And it's not escaping the impact of what could be a defining election for Russia, one which critics fear is a harbinger of a more authoritarian future.
Putin -- who despite having critics is a popular figure overall -- has said a big victory for United Russia would give him the "moral authority" to hold the government and parliament accountable. It could also pave the way for him to return as president in 2012, or sooner if the next elected president does not complete his term. The constitution bars Putin from seeking a third consecutive term in the March 2 presidential election.
Slava Bozhkov, of the Movement Against Violence rights group, said that his mother was a longtime supporter of United Russia but became disenchanted during the campaign. She was upset with United Russia's eighth party congress Oct. 1, he said, where Putin announced he would lead the party ticket in Sunday's elections.
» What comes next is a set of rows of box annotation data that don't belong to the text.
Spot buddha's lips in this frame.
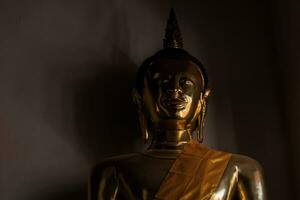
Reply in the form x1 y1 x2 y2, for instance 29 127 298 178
162 98 187 110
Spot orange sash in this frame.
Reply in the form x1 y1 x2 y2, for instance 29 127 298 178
155 141 231 200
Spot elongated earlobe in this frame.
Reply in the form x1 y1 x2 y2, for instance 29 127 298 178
132 89 149 143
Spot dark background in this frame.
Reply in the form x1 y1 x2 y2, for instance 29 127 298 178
0 0 300 200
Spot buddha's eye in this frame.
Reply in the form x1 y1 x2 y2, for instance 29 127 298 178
161 79 169 84
180 78 194 86
153 73 159 80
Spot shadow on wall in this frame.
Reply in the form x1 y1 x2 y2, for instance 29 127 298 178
73 64 143 163
34 50 143 200
35 184 87 200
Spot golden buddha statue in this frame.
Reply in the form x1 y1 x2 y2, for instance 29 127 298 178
89 10 266 200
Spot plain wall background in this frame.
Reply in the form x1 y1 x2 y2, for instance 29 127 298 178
0 0 300 200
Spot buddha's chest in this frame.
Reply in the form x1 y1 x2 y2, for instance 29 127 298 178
118 160 174 200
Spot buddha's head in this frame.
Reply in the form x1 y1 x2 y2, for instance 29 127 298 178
134 10 209 143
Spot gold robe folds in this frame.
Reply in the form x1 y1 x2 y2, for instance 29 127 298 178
155 141 231 200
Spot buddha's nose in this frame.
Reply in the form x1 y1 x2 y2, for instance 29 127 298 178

The congress was reminiscent to many of Communist Party congresses of the Soviet era. "This is a complete return to the past," Bozhkov quoted his mother as saying.
Andrei Khachaturov, a spokesman for the liberal Yabloko party in Yekaterinburg, alleged that in recent weeks local officials have harassed the opposition by seizing party newspapers and mobilizing voters for United Russia. Local universities, he said, have scheduled classes for Sunday so they can be certain all their students show up to vote.
"They want to ... legitimize the next parliament because it's likely it will be void of any liberal opposition," he said.
The opposition has been given next-to-zero visibility on national TV news programs.
Putin and United Russia also have their supporters here.
Gyulnara Gyumusheva and Marina Zvereva, 18-year-old law students, said they will vote for the United Russia ticket Sunday. "We support our president," said Gyumusheva. No one, they said, has pressured them into voting for the dominant party.
Retiree Vitaly Kuznetsov, 57, standing at a bus stop, said he would vote for Putin and United Russia as well, although his support was tempered by doubts the president had done all he claimed.
"Even though there is still no stability, at least he has slowly started to put things in order," Kuznetsov said.
The former metal worker, who lives on a monthly pension of about $125, did not seem to feel his vote counted for much anyway. "In our country, no matter who you vote for, they will anyway put in power someone of their own choice," he said.
Tatyana Repina, 37, a saleswoman in a boutique, said she has not decided which party to support. But she said many of her family and friends have been put off by United Russia's use of Putin's popularity as their trump card in the election.
"It's not honest to use the president as a cover," she said.